Indeed. But you happened to pinpoint the precise difference between the two. A convergence, if you will, in the hard sciences and a lack of it in philosophy and the softer sciences (mind you, this is in no way meant to be an indictment of these fields, sometimes a lack of hardness is exactly what's called for).
My meaning should become clear when you consider that once a paradigm is overthrown, you don't get physicists or biologists or chemists dredging up the overthrown stuff and claiming that those old paradigms are actually better suited to explaining reality. You won't have any sane person claiming that Socrates had a better grasp of kinematics than Galileo (or that Newtonian mechanics has more predictive and explanatory power than SR (and so on to GR).
You see the directionality? It's the difference between a damped oscillator (that eventually relaxes to an equilibrium) and an undamped one (for softer fields) or even a negatively dampled one (for things like politics - where the disagreements just keep on amplifying
That's a rather clear example. When you put it like that, it (unfortunately) rings true. I believe I came across this kind of issue (though not in a publication context) when I read about "synthesis" vs "analysis" as a kid (re: writing proofs). If I understood correctly, this was the difference between the "forward" and "backward" analyses (exactly the two ways you described). You're right that pedagogically speaking, this is a piss-poor way of doing things.
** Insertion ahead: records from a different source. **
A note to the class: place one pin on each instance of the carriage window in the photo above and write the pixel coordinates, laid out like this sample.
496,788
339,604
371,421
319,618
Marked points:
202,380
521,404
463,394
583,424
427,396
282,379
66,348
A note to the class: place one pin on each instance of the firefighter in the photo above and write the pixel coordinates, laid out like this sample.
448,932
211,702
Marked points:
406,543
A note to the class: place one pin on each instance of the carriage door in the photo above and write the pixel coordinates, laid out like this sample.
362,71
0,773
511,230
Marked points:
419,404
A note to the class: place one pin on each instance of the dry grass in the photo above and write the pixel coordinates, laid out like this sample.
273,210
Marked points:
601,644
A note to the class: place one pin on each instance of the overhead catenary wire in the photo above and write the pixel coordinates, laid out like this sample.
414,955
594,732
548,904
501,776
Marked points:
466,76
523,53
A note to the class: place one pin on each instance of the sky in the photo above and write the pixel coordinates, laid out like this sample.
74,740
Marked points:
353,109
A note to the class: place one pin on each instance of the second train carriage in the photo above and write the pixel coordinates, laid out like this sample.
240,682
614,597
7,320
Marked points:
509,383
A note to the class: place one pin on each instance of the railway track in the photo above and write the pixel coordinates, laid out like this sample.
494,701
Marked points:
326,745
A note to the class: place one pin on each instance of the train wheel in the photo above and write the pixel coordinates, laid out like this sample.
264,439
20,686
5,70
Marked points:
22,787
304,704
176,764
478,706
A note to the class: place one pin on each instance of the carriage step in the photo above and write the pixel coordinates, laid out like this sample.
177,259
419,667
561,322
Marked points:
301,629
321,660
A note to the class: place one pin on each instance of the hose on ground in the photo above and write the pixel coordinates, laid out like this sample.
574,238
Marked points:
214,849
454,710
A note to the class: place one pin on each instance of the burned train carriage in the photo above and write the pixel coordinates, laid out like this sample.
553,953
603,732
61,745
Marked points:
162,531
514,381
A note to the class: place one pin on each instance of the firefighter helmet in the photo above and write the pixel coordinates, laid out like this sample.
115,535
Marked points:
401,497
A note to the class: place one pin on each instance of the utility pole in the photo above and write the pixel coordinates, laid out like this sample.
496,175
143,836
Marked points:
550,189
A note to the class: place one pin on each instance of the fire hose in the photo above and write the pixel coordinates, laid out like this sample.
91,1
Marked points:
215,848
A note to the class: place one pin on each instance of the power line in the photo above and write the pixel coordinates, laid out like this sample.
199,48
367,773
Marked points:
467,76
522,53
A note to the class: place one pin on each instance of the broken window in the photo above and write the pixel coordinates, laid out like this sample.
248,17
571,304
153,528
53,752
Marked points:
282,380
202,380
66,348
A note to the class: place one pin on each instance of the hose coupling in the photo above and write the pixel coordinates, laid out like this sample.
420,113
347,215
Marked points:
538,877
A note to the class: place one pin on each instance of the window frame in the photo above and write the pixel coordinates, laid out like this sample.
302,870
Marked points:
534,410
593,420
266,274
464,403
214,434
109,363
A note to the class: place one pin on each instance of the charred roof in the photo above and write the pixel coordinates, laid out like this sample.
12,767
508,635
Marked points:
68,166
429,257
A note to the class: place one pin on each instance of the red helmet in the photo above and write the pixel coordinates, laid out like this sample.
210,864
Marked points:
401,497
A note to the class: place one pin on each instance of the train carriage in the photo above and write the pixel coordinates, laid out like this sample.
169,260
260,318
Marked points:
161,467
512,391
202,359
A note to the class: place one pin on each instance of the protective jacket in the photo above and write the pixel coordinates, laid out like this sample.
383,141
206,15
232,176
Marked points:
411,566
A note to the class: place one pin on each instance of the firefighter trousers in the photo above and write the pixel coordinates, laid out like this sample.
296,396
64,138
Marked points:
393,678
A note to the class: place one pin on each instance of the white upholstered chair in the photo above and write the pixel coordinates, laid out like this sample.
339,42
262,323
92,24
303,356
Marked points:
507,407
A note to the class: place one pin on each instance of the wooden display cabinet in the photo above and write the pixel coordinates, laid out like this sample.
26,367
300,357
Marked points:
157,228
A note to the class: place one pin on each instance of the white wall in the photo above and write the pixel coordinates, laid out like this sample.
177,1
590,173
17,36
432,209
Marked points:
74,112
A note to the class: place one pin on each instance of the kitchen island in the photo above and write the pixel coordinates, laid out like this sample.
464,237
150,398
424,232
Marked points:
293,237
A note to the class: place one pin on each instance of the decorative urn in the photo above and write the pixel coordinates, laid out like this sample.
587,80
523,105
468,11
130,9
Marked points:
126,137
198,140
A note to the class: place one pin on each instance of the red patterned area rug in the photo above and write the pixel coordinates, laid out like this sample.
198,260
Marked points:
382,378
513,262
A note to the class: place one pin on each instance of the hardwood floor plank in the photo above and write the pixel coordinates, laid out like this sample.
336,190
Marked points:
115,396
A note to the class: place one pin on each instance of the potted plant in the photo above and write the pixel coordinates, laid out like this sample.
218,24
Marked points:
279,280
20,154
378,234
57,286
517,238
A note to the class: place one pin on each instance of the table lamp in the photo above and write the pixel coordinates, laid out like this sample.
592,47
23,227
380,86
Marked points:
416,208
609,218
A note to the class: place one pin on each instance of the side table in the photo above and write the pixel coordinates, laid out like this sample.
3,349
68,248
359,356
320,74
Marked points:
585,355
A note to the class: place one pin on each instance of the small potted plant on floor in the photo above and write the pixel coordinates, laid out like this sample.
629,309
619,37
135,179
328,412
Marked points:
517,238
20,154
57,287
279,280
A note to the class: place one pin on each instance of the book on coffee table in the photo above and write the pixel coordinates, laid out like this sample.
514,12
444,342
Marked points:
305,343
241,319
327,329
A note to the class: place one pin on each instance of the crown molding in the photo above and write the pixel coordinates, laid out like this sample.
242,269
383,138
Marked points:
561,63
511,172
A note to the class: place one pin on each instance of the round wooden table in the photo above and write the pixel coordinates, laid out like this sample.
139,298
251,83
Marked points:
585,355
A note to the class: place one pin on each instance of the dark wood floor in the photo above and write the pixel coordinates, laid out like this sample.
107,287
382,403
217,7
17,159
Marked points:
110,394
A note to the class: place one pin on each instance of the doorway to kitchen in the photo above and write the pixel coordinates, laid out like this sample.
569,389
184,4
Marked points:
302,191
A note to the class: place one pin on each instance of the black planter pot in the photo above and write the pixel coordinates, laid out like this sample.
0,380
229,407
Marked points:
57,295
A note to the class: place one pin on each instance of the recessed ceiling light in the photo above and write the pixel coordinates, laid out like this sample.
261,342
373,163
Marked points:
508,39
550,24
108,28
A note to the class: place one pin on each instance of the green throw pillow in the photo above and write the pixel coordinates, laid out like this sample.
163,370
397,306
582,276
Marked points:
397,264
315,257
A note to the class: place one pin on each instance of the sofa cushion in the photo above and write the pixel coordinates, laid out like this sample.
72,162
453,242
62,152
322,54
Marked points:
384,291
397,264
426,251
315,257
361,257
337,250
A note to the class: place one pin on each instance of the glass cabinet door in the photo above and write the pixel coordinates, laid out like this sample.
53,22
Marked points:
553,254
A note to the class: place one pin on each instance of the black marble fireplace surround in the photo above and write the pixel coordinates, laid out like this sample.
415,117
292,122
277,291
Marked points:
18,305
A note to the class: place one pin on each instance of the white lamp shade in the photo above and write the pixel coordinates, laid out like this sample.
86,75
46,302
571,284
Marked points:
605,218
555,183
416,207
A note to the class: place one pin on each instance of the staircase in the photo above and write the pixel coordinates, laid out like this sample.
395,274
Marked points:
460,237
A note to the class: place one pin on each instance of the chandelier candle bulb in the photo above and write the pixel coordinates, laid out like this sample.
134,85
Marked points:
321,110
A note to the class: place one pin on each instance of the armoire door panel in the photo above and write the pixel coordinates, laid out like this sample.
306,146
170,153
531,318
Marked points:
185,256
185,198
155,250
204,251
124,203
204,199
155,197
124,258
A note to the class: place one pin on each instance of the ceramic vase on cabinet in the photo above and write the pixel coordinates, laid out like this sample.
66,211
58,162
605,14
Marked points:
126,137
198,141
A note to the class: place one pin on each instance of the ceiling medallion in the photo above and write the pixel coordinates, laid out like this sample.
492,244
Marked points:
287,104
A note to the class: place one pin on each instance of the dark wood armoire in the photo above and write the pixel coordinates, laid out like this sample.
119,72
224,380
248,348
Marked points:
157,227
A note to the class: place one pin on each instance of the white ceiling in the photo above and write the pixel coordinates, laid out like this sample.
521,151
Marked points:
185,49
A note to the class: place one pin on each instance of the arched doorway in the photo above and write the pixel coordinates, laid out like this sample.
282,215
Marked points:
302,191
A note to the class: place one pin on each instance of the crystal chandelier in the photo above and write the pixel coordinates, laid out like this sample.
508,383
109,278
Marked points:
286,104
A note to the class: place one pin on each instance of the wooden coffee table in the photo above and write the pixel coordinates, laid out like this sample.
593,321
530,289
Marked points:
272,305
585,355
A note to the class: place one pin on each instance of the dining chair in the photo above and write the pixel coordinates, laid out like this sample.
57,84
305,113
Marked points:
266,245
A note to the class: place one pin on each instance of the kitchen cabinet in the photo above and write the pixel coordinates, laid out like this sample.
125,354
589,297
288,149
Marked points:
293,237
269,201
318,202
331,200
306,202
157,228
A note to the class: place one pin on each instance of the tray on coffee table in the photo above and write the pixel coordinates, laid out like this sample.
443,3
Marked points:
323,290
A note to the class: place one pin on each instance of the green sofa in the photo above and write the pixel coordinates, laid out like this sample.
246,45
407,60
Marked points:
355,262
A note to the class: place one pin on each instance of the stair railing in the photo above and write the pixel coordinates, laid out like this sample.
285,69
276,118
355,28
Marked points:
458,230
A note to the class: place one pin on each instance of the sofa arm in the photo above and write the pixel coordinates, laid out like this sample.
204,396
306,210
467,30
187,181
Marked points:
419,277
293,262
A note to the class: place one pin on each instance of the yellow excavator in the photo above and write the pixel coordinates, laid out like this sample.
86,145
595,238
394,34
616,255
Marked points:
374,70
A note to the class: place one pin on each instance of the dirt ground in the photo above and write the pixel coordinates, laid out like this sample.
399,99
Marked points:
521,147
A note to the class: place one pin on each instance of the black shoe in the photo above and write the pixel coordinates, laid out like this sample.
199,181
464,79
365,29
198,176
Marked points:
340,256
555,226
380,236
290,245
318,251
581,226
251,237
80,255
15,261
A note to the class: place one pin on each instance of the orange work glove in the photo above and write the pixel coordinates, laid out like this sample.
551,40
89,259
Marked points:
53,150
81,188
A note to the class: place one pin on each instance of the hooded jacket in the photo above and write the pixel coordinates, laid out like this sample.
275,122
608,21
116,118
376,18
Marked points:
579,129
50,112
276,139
I guess I'd just hesitate to attribute it simply to trying to impress people simply because in my own field (physics), journals usually have extremely tight page limits. As an experimentalist, I frequently run up against many blind alleys (in extremely technical ways that frequently have nothing to do with the physics). That sort of detail is best left to PhD theses - a publication usually needs to be as clear as possible (I guess this is where our examples drift apart, since there would be a LOT of significant information lost in your missing items). Also, we frequently have to restrain ourselves from being too detailed since experimentalists as a bunch are more in the line of "Damn, we tried this 6 different ways (and here they are in gory detail), but only this one worked and ain't it all just so fucking cool?
Conversely, when I run into similar papers that are cleanly presented, I assume from the get-go (as do the people in your field I suppose) that the actual process was nowhere near as clean. An honest academic (and I have yet to meet someone who isn't honest, in this context; though I have no doubt such people do exist - the Fonzis of the academic world
To summarize (sorry for rambling on so) - your point is very well taken. Thought I'd give an example from my own field with a slightly different perspective.